And here are You-Know-Who’s (DON’T SAY HIS NAME) Horcruxes. It’s too bad we’re not red or we could have added Journey into Nyx’s greatest contribution to
female headgear: Lightning Diadem. We all know what the seventh Horcrux is. Good thing I’ll probably be casting it on Turn 3 every game, and I sure do hope
I have that Lich’s Mirror handy…

Here are but a few professors that populate our deck! Dumbledoor, McGonagall, and Tonks were quite easy to assign. I’m particularly proud of Flitwick as
Raven Guild Master. It may have the largest Flavor and power discrepancy in the deck.

Of course, the wizarding world is full of magical Items. Here we have The Veil that’s found in the Death Room in the Ministry of Magic, the Marauder’s Map,
and the Sword and Hat of Gryffindor. When you cast the Map you have to speak either the opening or closing incantation, or the spell just fizzles. What can
the Map find you, you ask?

Why Hogwarts, of course! We’ve also got the Ministy of Magic, and Tom Riddle’s Cave where the “locket” was found and Dumblydoor had to cast Worldfire to
fend off all the Inferi. Man he was a cool dude.

And what kind of Harry Potter-themed Commander deck would we be without spells? Here are a few: Obliviate, Confundus, Imperio, Accio, Legilimens, and
Finite Incantatum.

It means to talk down to.

Here’s where things get a little tricky. These are some of the events that happen in the series.

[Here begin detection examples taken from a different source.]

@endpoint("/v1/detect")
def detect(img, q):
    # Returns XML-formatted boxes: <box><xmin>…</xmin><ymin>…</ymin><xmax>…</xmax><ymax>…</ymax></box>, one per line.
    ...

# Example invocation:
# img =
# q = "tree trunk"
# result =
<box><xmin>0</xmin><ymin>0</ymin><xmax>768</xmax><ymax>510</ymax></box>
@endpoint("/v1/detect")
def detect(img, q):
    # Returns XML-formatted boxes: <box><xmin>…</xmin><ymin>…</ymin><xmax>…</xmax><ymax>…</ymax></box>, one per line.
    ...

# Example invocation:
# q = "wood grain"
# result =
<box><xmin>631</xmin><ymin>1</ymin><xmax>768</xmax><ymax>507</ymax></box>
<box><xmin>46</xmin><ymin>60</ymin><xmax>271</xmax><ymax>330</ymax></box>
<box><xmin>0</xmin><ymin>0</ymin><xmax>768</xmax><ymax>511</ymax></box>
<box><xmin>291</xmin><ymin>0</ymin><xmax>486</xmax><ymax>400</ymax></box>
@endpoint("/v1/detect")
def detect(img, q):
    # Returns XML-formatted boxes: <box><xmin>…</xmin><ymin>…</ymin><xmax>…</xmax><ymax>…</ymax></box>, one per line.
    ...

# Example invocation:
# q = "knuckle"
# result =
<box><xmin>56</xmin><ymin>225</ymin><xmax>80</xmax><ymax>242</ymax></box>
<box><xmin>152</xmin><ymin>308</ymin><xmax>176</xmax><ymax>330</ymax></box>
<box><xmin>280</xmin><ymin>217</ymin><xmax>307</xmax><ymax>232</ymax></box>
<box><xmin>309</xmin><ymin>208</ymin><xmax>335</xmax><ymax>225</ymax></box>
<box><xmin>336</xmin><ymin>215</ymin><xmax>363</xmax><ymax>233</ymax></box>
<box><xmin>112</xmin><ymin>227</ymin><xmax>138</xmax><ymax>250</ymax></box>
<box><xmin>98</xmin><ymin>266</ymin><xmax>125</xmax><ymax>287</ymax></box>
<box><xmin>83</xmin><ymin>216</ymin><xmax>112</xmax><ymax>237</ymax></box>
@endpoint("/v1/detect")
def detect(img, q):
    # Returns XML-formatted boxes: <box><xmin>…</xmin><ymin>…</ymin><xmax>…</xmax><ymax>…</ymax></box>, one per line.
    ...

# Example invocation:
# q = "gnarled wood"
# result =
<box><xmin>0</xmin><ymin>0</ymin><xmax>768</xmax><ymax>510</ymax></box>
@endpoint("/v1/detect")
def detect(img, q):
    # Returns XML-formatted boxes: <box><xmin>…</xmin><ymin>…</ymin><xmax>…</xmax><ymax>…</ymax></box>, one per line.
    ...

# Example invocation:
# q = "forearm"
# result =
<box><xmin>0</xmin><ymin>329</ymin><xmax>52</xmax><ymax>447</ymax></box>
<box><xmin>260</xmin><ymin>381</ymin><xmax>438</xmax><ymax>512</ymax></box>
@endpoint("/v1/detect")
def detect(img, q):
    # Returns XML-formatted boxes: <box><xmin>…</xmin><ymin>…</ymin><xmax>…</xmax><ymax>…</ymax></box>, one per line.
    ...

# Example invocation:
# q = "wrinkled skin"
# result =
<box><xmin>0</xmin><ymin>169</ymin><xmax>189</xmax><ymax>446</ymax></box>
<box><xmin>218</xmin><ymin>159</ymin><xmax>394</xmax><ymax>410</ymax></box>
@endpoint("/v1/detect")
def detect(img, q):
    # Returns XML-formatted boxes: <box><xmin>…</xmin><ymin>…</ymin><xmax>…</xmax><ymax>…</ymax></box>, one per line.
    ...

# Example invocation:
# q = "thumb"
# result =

We have the feeling you get when Dementors are round,
p-p-poor p-p-professor Q-Q-Quirell’s f-f-fate, Fawkes to the Rescue in the Chamber of Secrets, Harry/Ron retrieving Gryffindoor’s Sword, and Barty Crouch
Jr.’s impersonation of Alastor Moody.

This, of course, isn’t all the cards. I don’t want to spoil everything. You should figure them out yourselves! But if you-really–can’t figure out what a
card is referencing, let me know in the comments, and I’ll respond. Hopefully you all get “O’s” on this O.W.L. and not a “T.” Nobody wants to get a T.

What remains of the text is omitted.